Calvin makes it clear in the next section that he is not coming up with a new interpretation of God's law, but he is following Christ, "its best interpreter."  As I said before, the Pharisees were concerned with observing the letter of the law, and if they succeeded in that they believed that they were righteous.  Christ shattered this idea when he told them if they were angry with their brother than they have committed murder in their hearts and if they looked on a woman with lust than they have committed adultery.  "They have thought that Christ added to the law when he only restored it to its integrity, in that he freed and cleansed it when it had been obscured by the falsehoods and defiled by the leaven of the Pharisees."  See Matthew 16:5-12.

We should do our best to understand God's law and His purpose behind the laws, "that is, in each commandment to ponder why it was given to us."  We must at the same time be careful not to add to the law.  "Thus in each commandment we must investigate what it is concerned with; then we must seek out its purpose, until we find what the Lawgiver testifies there to be pleasing or displeasing to himself."  With each commandment, we should determine what it is that is pleasing to God.  If he commands that we act, we know that this pleases God.  We should also reason that the opposite is displeasing to God.  If God forbids something, we know that this is displeasing to God.  So we should also reason that the opposite would be pleasing to Him.  In the first commandment, God tells us that He alone is to be worshiped.  We know that worshiping God pleases Him.  By this logic, we can also understand that not worshiping Him or worshiping another god is displeasing to Him.  It is through this logic that we can understand the law fully.

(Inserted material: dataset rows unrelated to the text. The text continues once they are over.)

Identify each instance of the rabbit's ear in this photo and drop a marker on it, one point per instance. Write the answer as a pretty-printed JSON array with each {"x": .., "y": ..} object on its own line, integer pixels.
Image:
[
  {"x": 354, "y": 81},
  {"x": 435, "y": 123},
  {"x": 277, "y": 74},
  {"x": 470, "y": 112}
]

Calvin continues this line of thinking in the next section on commandments and prohibitions.  When a command is issued by God, the opposite is against God.  "For by the virtue contrary to the vice, men usually mean abstinence from the vice.  We say that the virtue goes beyond this to contrary duties and deeds.  Therefore in this commandment, 'You shall not kill,' men's common sense will see only that we must abstain from wronging anyone or desiring to do so.  Besides this, it contains, I say, the requirement that we give our neighbor's life all the help we can."  So not only should you not take your neighbor's life, you should add to it however you are able.

God uses certain labels for our vices in order to shock us into hating our sin.  Instead of using "hatred" or "anger", God chose the word "murder" in the command.  Jesus clarified that God wanted not only the physical act of killing another to be seen as a sin, but also the anger against another that could bring about the physical act.  Not only the act of sleeping with another man's wife should be considered a sin when God forbid "adultery," but also lust.  The words "murder" and "adultery" are harsh words which God chose to show us the severity of our sin, rather than "anger" and "lust".  "Thus moved by judgment, we ourselves become accustomed better to weigh the gravity of transgressions, which previously seemed light to us."